Initiative and referendum. They're fascinated by this. The idea that the people can actually propose a law and then vote it into existence, thereby going around the legislative branch, does not register here. The one about prohibiting bear hunting using donuts for bait in Maine really caught their fancy over here. They sure thought that was funny.

They just do not get that this is not one election, it's 13,000 different elections happening simultaneously.

There's some lacking of comprehension regarding the virtues of the two-party system. I would say that its advantage is that it incorporates smaller, fractional, one-issue political interest groups into larger organizations that must take positions on every issue. It therefore prevents power from falling into the hands of small radical fringe groups. I guess most of the people criticizing this aspect of American politics are people who belong to radical fringe groups over here.

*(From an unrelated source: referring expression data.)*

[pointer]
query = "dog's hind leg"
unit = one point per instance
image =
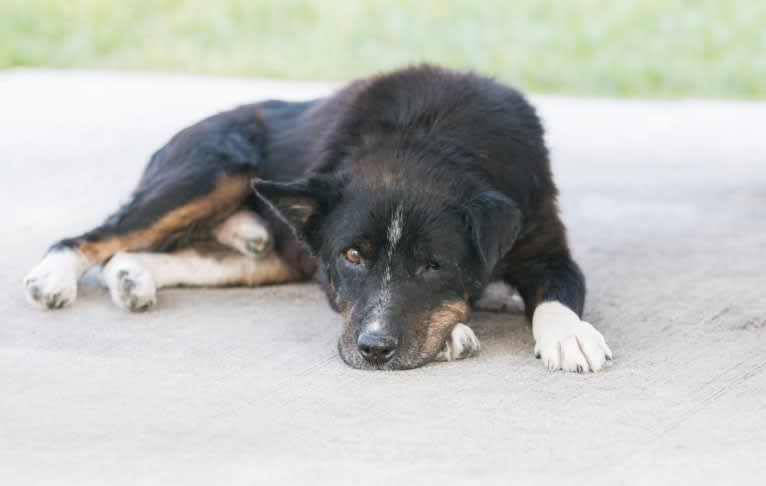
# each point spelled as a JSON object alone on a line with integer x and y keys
{"x": 155, "y": 219}
{"x": 133, "y": 278}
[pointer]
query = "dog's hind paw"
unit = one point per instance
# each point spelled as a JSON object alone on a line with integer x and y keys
{"x": 462, "y": 343}
{"x": 130, "y": 285}
{"x": 247, "y": 233}
{"x": 52, "y": 284}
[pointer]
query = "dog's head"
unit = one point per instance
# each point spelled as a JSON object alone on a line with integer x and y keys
{"x": 400, "y": 261}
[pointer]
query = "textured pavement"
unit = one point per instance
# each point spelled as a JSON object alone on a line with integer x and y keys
{"x": 666, "y": 205}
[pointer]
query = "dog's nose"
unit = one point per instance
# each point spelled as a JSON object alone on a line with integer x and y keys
{"x": 376, "y": 348}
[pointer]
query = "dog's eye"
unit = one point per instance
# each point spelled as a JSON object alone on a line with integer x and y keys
{"x": 353, "y": 256}
{"x": 429, "y": 266}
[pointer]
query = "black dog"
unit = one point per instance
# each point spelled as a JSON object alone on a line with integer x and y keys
{"x": 412, "y": 191}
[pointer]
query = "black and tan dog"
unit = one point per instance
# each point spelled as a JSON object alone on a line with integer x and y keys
{"x": 412, "y": 191}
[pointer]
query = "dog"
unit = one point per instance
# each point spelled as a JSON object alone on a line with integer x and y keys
{"x": 404, "y": 194}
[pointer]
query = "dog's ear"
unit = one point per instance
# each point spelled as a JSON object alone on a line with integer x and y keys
{"x": 302, "y": 203}
{"x": 495, "y": 222}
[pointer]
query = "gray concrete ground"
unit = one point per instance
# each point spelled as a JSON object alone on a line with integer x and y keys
{"x": 666, "y": 204}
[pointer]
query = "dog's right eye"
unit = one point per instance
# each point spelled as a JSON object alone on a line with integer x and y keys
{"x": 353, "y": 256}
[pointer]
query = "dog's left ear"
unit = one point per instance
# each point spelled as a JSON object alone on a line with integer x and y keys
{"x": 302, "y": 203}
{"x": 495, "y": 222}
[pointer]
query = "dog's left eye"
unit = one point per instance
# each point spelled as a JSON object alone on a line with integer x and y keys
{"x": 353, "y": 256}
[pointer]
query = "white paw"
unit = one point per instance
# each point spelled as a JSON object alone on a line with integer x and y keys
{"x": 499, "y": 296}
{"x": 131, "y": 286}
{"x": 247, "y": 233}
{"x": 52, "y": 284}
{"x": 461, "y": 343}
{"x": 564, "y": 342}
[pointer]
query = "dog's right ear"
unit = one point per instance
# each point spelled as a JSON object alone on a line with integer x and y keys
{"x": 302, "y": 203}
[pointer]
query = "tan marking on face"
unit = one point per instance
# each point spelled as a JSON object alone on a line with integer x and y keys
{"x": 223, "y": 200}
{"x": 440, "y": 323}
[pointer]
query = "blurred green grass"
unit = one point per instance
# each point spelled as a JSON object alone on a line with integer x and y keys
{"x": 654, "y": 48}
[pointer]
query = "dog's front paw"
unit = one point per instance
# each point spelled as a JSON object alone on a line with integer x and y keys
{"x": 130, "y": 285}
{"x": 52, "y": 284}
{"x": 461, "y": 343}
{"x": 247, "y": 233}
{"x": 564, "y": 342}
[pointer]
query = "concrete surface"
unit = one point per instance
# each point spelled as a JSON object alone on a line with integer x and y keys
{"x": 666, "y": 202}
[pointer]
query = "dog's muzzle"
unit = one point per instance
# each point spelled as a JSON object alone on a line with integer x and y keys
{"x": 376, "y": 347}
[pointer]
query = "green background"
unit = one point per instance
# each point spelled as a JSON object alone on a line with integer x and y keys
{"x": 648, "y": 48}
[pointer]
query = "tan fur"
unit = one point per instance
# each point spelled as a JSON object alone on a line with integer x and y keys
{"x": 440, "y": 323}
{"x": 224, "y": 199}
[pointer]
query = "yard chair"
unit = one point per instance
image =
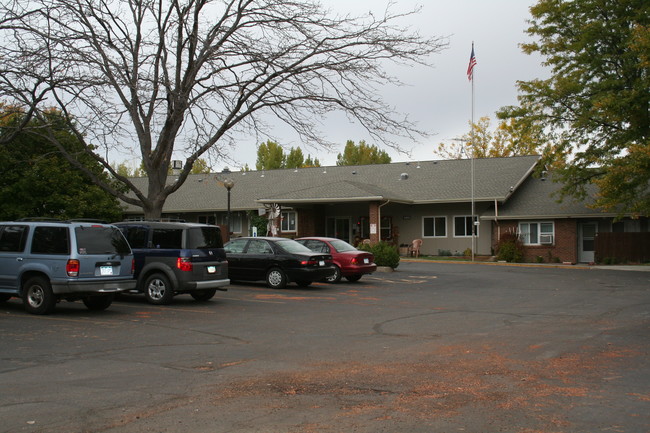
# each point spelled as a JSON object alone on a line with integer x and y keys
{"x": 414, "y": 248}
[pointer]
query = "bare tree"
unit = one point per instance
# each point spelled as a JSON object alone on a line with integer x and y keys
{"x": 189, "y": 75}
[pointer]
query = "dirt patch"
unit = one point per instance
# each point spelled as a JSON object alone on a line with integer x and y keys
{"x": 451, "y": 382}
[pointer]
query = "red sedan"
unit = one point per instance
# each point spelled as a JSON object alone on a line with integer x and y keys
{"x": 350, "y": 262}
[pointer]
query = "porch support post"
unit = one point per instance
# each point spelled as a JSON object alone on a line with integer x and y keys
{"x": 373, "y": 212}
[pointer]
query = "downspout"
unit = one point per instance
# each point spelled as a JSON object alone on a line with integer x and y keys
{"x": 379, "y": 218}
{"x": 496, "y": 219}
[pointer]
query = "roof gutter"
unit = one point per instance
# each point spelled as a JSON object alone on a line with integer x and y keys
{"x": 319, "y": 200}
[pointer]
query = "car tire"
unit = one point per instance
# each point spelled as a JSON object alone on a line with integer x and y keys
{"x": 38, "y": 297}
{"x": 276, "y": 278}
{"x": 158, "y": 290}
{"x": 335, "y": 277}
{"x": 98, "y": 302}
{"x": 203, "y": 295}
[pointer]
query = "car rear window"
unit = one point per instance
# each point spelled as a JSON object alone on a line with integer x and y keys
{"x": 13, "y": 238}
{"x": 342, "y": 246}
{"x": 292, "y": 246}
{"x": 51, "y": 240}
{"x": 204, "y": 238}
{"x": 167, "y": 238}
{"x": 101, "y": 240}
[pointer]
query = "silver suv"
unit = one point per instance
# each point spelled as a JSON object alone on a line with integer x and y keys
{"x": 44, "y": 262}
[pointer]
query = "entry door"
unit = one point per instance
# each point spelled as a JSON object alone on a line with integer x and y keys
{"x": 339, "y": 227}
{"x": 587, "y": 242}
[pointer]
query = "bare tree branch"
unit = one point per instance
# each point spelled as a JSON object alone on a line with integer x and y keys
{"x": 188, "y": 75}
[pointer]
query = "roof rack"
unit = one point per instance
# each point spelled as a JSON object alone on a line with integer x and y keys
{"x": 88, "y": 220}
{"x": 40, "y": 219}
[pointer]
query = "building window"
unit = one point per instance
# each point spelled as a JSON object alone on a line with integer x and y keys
{"x": 434, "y": 227}
{"x": 289, "y": 221}
{"x": 386, "y": 228}
{"x": 463, "y": 226}
{"x": 222, "y": 219}
{"x": 537, "y": 233}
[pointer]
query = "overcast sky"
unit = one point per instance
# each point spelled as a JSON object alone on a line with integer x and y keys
{"x": 439, "y": 98}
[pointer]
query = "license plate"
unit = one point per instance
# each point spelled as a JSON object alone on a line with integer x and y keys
{"x": 105, "y": 270}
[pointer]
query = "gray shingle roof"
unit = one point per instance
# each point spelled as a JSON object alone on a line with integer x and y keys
{"x": 539, "y": 199}
{"x": 415, "y": 183}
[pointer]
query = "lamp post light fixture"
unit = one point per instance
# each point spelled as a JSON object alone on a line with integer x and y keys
{"x": 228, "y": 183}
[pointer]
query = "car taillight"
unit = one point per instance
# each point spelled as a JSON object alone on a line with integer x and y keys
{"x": 184, "y": 264}
{"x": 72, "y": 268}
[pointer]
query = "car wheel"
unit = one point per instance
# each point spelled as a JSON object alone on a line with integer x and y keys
{"x": 38, "y": 296}
{"x": 335, "y": 277}
{"x": 203, "y": 295}
{"x": 276, "y": 279}
{"x": 98, "y": 302}
{"x": 158, "y": 290}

There's also a lack of understanding regarding that the two parties are actually coalitions of different interest groups. The Republicans are not a monolithic whole. There's the pro-business wing, the hawkish wing, the happy-with-things-as-they-are wing, and the social conservative wing, among others. Most of these groups sympathize more than one another than with the groups that form part of the Democrats. The Democrats are a coalition too. There's the labor wing, the civil servants-teachers wing, the minority-interests wing, the feminist pro-abortion wing, the university ideological left wing, the Hollywood wing, and so on.